After being set back by the pandemic, Americans are reported to be once again traveling abroad in growing numbers to obtain medical help at a cost that is often a fraction of the same treatment they would receive at home.
The trend is expected to pick up sharply in the months ahead and is predicted to return to, and even exceed, pre-pandemic levels within a year or two.
Soaring healthcare costs in the U.S. are the main factors behind the tidal wave of Americans seeking medical treatment outside the country, analysts say.
Examples from a report by Zion Market Research:
• A hospital stay in the United States costs almost $12,000 a day compared with $154 a night for a Mexican hospital and $95 for a similar hospital stay in Costa Rica.
• Hip replacement surgery can cost almost $57,000 in some U.S. states compared with less than $7,000 in Spain and almost $12,500 in Mexico.
• Treatment for cardiovascular disorders costs from 30 to 50 percent less in Asian and Latin American countries than in the United States.

Quality is increasing

In addition to avoiding high costs, medical tourists also see treatment outside the country as increasingly becoming equal in quality to that available in the United States.
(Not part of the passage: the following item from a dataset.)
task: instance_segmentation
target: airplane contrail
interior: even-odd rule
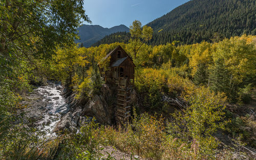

Some medical facilities in nations such as Thailand, Brazil, India, and China are equivalent in standards to that those that are available in the developed world, a report by Mordor Intelligence notes.
Among the most popular destinations for medical tourism are southeast Asian countries such as Thailand and India, where in 2019, Apollo Health City in Hyderabad, won the Best Medical Tourism Facility Award from the Indian government.
Mexico, within easy reach from the United States, is also a popular destination for U.S. medical tourists.